Recently, several tissue-engineering studies have focused on the quality of repair tissue in comparison to native discs, particularly in view of replacement of the AF [56,57,58,59,60]. Interestingly, however, there is still limited information on the effects of nerve ingrowth into the defect or the implanted site during IVD degeneration. In the present study, implantation of PLGA/fibrin gel constructs appeared effective in inducing a slower disc degeneration and in promoting the full integration of the regenerated tissue, both aspects essentially contributing to the longevity of the repair [29, 61, 62]. At the same time, the resulting repair promoted the growth of peripheral PGP 9.5-positive nerves and of a few blood vessels into the deeper parts of the injured disc (Fig. 9d). In addition, discs sealed with PLGA/fibrin gel showed a significantly higher innervation score compared to 16G punctured or empty defect discs. In particular, the innervation was found in close proximity to small blood vessels in the regenerated tissues, in agreement with previous investigations [5, 10, 11, 63]. To our understanding, the ingrowing nerves need to be supplied by blood vessels. Also, vascular proliferation in regenerated tissue essentially contributed to full degradation of polymeric constructs and natural shrinking of the extruded NP in the early stage repair. However, the relatively short observation period of the present study did not allow a detailed histological analysis of the innervation changes.

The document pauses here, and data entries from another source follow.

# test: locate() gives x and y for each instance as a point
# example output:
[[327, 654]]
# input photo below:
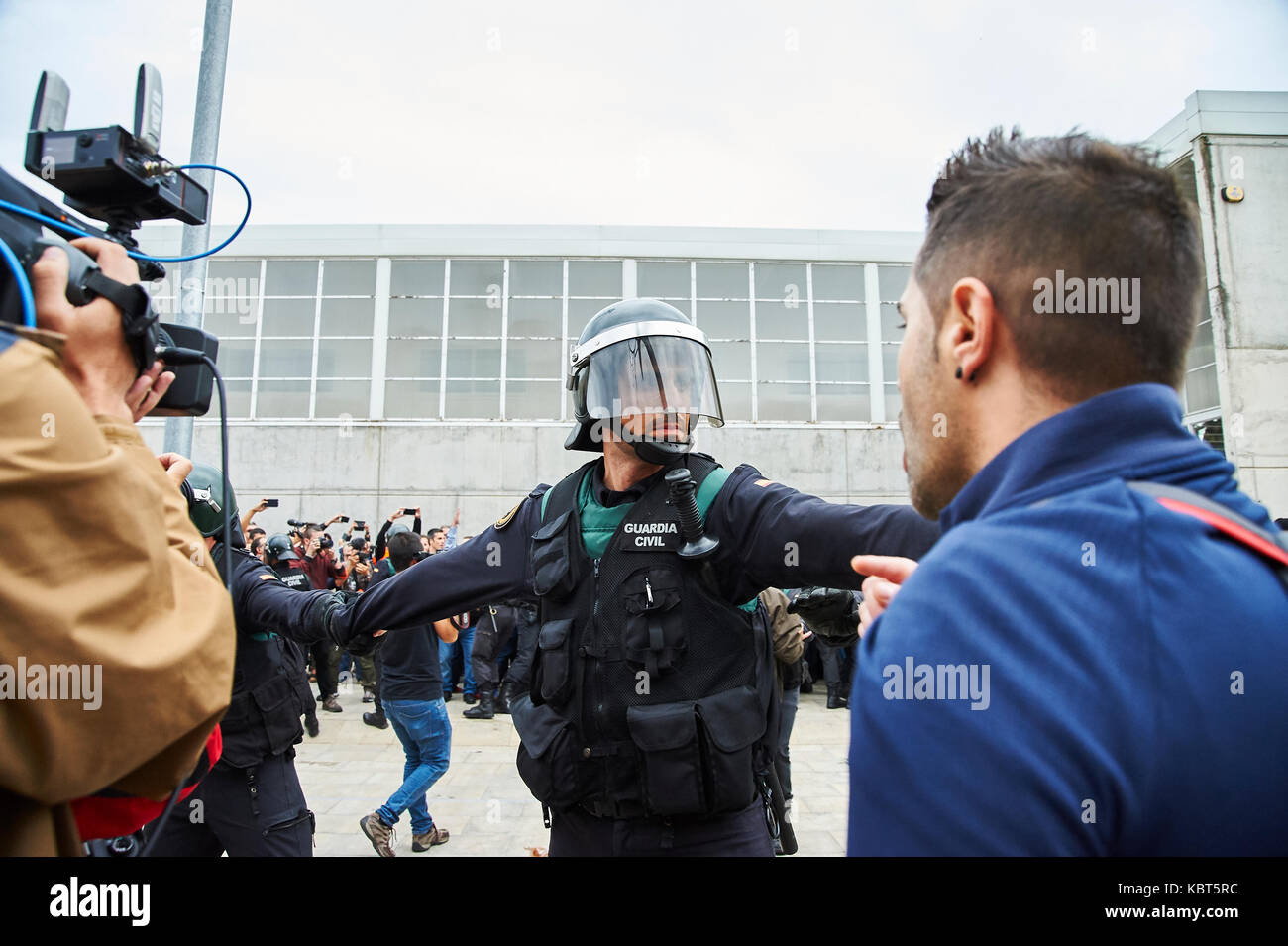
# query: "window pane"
[[348, 277], [416, 278], [841, 364], [343, 399], [475, 358], [844, 403], [725, 319], [282, 399], [781, 282], [348, 315], [477, 277], [890, 364], [536, 278], [784, 402], [595, 278], [892, 280], [894, 403], [475, 399], [732, 360], [837, 282], [415, 317], [239, 399], [662, 279], [527, 358], [235, 358], [344, 358], [413, 358], [286, 358], [735, 400], [237, 273], [288, 315], [782, 319], [475, 317], [411, 399], [228, 317], [890, 322], [1201, 389], [1202, 351], [580, 310], [541, 317], [291, 278], [782, 362], [532, 400], [840, 322], [721, 280]]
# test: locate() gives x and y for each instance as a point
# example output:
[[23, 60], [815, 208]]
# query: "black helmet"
[[279, 549], [642, 357], [204, 489]]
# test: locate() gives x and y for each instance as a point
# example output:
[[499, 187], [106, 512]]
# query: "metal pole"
[[205, 151]]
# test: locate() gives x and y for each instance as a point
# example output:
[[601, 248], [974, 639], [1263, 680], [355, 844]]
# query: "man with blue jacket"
[[1080, 666]]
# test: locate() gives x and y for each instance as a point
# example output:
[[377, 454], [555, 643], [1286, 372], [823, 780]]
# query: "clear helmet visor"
[[665, 381]]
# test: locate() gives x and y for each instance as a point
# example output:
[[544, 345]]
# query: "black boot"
[[835, 697], [509, 691], [485, 708]]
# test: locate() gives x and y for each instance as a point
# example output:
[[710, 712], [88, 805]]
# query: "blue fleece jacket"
[[1073, 668]]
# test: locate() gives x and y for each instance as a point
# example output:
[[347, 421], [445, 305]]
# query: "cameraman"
[[133, 606]]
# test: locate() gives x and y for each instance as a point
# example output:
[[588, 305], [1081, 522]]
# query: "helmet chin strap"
[[661, 452]]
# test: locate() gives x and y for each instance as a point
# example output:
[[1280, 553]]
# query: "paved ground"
[[352, 769]]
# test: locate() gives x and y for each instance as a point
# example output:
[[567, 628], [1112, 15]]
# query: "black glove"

The presence of aggrecan in the disc may play a key role in inhibiting the extension of nerve fibers [10, 13, 19]. In the present biochemical analysis, the injured AF structure showed a significant reduction of the proteoglycan content in comparison to normal discs. Filling the defects with PLGA/fibrin gel constructs, however, resulted in even greater proteoglycan loss than in unsealed AF defects or annular puncture. Notably, the proteoglycan loss was particularly pronounced in the AF channel of implanted site, as indicated by safranin-O staining. NP extrusion did not reduce the significant loss of proteoglycan content, possibly due to scar tissue surrounding the NP in the AF puncture track, as shown in previous studies [21, 64]. In the present study, extensive fibrocartilage-like tissue with pronounced proteoglycan content was observed in the AF defect or puncture sites, with possible inhibitory effect on nerve ingrowth into the inner layers of the AF and NP. As a result, early leakage of the NP with depletion of proteoglycan may facilitate nerve ingrowth into the deeper AF in the rabbit annular injury degeneration model.

Limitation

PGP 9.5 is a highly specific marker of nerve tissue with a limited background staining [65, 66]. However, the presence of sensory nerve fibers more specifically related to pain sensation was not further specified in the present study. Also, the “insert” scaffolds may have unfavorable effects on the innervated and vascularized environments. In addition, given a significant anatomic and biomechanical difference in the rabbit spine compared with the human spine, the neuropathological and degenerative changes observed in the rabbits may not be representative of possible effects in humans. Thus, a long-term evaluation of the pathological changes of innervated and vascularized discs is warranted in a larger animal model of IVD.

Conclusions

A new rabbit disc degeneration model with drilling of a defect in the AF appears to be useful for the evaluation of nerve and/or blood vessel ingrowth in the degenerated discs. Implantation of PLGA/fibrin gel showed a significantly higher nerve invasion compared to empty defect and annulus puncture. Possible factors underlying this difference include (i) more nerves grow into the AF defect along the fissures, (ii) biodegradable PLGA/fibrin gel products may support the regeneration of the AF and subsequently promote the growth of peripheral nerves and blood vessels into the deeper parts of the injured disc, and (iii) ingrowth may be facilitated by early loss of proteoglycan.